There’s no such thing as an off season for airshow performer Skip Stewart anymore.
Bookings are up. A chart plotting demand for his act might look like the diagram of a vertical maneuver.
Winter used to give some down time when he could head for the hangar at Millington Regional Jetport outside Memphis, Tenn., and do maintenance and mods on his show aircraft.
Not so much these days. From the Persian Gulf to China, people want to see airshows, and some of those clients have the means to bring their performers overseas.
Call it America’s hot new export. But making the decision to go global is a challenging step for an up-and-coming aerobatic act.
Consider scheduling: How do you book performances stateside when your show airplane will be tied up for five weeks, sitting disassembled in a container on a slow boat to (and another five weeks coming back from) China?
It didn’t take long for Stewart to “snap” to the only logical solution: Build a second airplane during the off-seasons.
But those off-seasons are getting shorter all the time.
In February, during a dormant time for U.S. performances, Stewart was performing his act for the royal family, honored guests, and about 10,000 other onlookers at the Al Ain Aerobatic Show in the United Arab Emirates. It was his second visit—but unlike his first appearance in 2008, this time he flew during a time of high military alert and regional political upheaval (although you wouldn’t have known it from appearances).
“Libya contacted me, but I’m glad that I didn’t go there now,” he said.
In late March he kicked off the season in the Americas with a show in Santo Domingo, the Dominican Republic. Two days later he headed for Florida to perform at Sun ‘n Fun. His 2011 domestic itinerary has Stewart in performances once or twice a month through November. On Sept. 17 and 18, Millington Regional Jetport will host the Memphis Airshow, with Stewart performing in front of the hometown audience. In October that schedule will be punctuated by a performance in Xian, China, where he’s not sure exactly what kind of audience to expect. January 2012 will find him in El Salvador.
That’s show biz.
It wasn’t always like that for Stewart, who, when not vertical, inverted, rolling, stalling, spinning, or perpetrating some sublime combination of those attitudes and conditions, can be found flying straight-and-level in the left seat of a FedEx Boeing 727.
Back in 2005, AOPA Pilot looked in on him just as he was gaining some “cred” on the airshow circuit. He wasn’t so far beyond the will-fly-aerobatics-for-free stage that he could not recall in entertaining detail how he broke into the biz. One strategy was dropping in before shows in his Pitts S2S in hopes that he could substitute for a booked act that for some reason might have to withdraw.
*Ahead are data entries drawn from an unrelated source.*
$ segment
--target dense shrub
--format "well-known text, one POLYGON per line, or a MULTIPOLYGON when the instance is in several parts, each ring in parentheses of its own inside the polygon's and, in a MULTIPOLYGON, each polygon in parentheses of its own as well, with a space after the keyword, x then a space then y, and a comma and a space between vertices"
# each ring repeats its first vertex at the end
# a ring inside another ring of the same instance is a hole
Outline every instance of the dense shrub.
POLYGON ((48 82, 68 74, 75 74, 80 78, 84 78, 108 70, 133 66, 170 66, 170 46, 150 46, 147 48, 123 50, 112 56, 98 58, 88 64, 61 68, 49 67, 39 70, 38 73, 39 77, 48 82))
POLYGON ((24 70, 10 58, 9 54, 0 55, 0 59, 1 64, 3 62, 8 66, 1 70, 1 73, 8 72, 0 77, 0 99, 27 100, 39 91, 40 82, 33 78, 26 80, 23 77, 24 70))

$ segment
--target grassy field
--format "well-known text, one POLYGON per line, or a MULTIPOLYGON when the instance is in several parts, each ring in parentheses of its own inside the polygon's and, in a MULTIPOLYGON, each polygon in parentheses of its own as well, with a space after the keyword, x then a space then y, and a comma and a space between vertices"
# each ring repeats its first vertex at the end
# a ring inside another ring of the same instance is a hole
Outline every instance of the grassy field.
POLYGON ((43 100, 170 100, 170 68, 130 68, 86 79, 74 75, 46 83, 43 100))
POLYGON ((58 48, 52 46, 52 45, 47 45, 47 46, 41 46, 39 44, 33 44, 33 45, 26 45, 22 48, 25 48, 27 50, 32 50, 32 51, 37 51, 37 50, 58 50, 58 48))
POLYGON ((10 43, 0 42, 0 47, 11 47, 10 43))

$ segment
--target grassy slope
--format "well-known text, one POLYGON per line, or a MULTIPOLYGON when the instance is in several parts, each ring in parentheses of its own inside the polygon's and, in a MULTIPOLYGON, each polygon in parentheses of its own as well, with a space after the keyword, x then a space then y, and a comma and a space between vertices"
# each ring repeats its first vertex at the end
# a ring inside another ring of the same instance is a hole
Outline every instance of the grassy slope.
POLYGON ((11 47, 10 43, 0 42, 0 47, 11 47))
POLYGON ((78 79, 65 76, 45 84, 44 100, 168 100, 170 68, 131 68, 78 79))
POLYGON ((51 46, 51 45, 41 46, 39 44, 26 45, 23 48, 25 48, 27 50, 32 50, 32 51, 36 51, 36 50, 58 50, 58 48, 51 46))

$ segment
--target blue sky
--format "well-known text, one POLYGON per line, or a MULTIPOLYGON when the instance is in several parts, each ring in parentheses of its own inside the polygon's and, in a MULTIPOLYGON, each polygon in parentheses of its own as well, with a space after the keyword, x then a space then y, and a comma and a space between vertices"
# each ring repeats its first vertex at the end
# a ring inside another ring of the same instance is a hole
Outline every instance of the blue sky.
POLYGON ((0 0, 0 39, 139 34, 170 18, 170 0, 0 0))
The year of that interview, he flew 14 shows, and had lowered his altitude waiver, initially 800 feet agl, to Level One Unrestricted. Flying airshows was a hobby, he said; anything beyond that would be gravy.
Now there’s gravy. That schedule is up to 18 or 19 shows a year with the extended, international season’s bookings. And although Stewart says that he flies the same act, with the same margins as before in Prometheus, his thoroughly modified show plane, it’s a whole different ballgame after gaining acceptance.
“Initially there was a lot of fear that I was reckless,” he said. “My style is to appear dangerous. To some people it looked like I was dangerous.”
It was the inspiration and thrill of seeing airshows that made Stewart realize that he wanted to be a pilot. He had the knack for overcoming barriers to entering his chosen field—a trait that he has put to good use whether flying with one engine or three.
The boom-bust cycle of the airline industry was in bust phase when Stewart was nearing readiness to enter the pilot job market. Airlines had furloughed veteran pilots; would-be first officers were paying big dollars for their own training—just for a chance to get on with a regional airline.
Stewart landed a job, but after 15 months, he was laid off. Discouraging.
But then the business cycle rolled over, and things changed for the better. That helped shape a philosophy useful when trying to make it in aviation: Don’t let what is happening right now in your field keep you from doing something you feel you were born to do.
“All of a sudden there will be a boom again,” he said. “The best time to be a student pilot is a time like right now. No one is getting ahead of you.”